Health Care Reform Now! A Prescription For Change is the latest book by George Halvorson (CEO of Kaiser Permanente). I have been talking about it and using quotes from it for a few months. I finished the book a few weeks ago and figured that I better carve out the time to capture my thoughts now.
First, if you are looking for a great book on why healthcare is a big issue in this election, you don’t have to look any further. As someone running one of the biggest healthcare entities in the US, George clearly knows what he is talking about and speaks from a position of authority. I know that he has talked with all of the candidates about their policies.
If you are in healthcare and trying to be a catalyst for change, you have to read the book. It is pointed, opinionated, and supported with lots of facts and examples. If it doesn’t make you want to change what we have, I would be shocked. Some of the examples of mis-alignment are scary.
Some of the facts he shares:
- Family health insurance rates in CA already exceed the per capita income of 147 countries.
- General Motors now spends more money on healthcare then on steel.
- Nearly 50% of the time, patients in the US are receiving less than adequate, inconsistent, and too often, unsafe care.
Healthcare costs are unevenly distributed in America.
- 1% of the population uses 35% of the healthcare dollars
- 5% uses 60%
- Care linkage deficiencies abound – and can impair or cripple care delivery.
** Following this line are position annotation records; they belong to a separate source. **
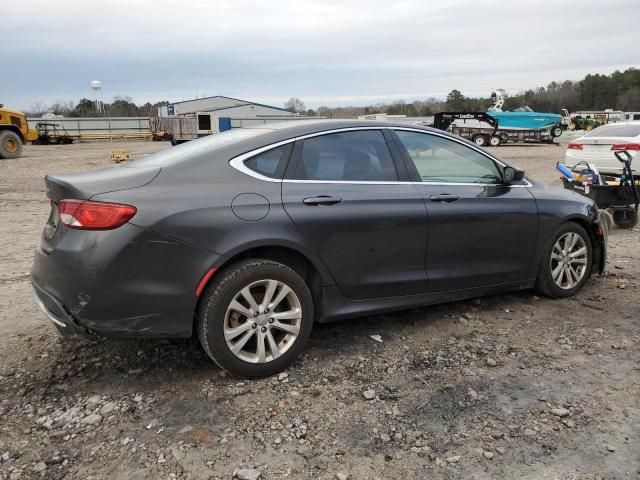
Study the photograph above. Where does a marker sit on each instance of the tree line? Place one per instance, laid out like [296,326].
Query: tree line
[618,90]
[118,107]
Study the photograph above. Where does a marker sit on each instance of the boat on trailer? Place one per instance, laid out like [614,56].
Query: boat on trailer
[524,118]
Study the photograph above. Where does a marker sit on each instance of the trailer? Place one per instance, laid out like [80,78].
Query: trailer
[182,129]
[483,129]
[53,134]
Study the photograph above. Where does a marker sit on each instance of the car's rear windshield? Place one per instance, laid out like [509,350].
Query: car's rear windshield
[613,130]
[192,148]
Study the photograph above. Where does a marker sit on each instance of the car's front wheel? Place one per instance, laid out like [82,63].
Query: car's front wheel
[255,318]
[566,262]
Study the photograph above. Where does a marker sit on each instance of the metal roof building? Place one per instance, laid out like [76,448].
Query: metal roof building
[222,107]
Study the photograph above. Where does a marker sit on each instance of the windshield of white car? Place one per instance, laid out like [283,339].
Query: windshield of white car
[613,130]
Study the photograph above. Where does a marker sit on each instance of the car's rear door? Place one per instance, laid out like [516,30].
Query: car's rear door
[481,231]
[349,195]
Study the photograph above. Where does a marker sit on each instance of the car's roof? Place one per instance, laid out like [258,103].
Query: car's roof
[304,127]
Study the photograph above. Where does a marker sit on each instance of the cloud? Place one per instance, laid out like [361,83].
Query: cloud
[325,52]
- Economic incentives significantly influence healthcare.
- Systems thinking isn’t usually on the healthcare radar screen.
- Most of our costs are for chronic diseases – primarily diabetes, congestive heart failure, coronary artery disease, asthma, and depression.
- Prevention is a lot less expensive than addressing these chronic diseases at their late stages.
- The US ranks 35th in the world in infant mortality.
We could cut the complications of diabetes by 90% with best care and involved patients.
- We could cut second heart attacks by 40%.
- We could cut school and work days lost because of asthma by 90%.
- Incentives work…yet while we have 9,000 billing codes for procedures and services not one of them is for curing someone or improving someone’s health.
- There is up to a 60% difference in the 5-year mortality rate for breast cancer patients, depending on which hospital’s surgery team did the surgery.
- 1 in 10 doctors use electronic medical records (EMR) and only 5% of hospitals use computerized physician order entry (CPOE). This means our history exists mostly in paper files with no standards.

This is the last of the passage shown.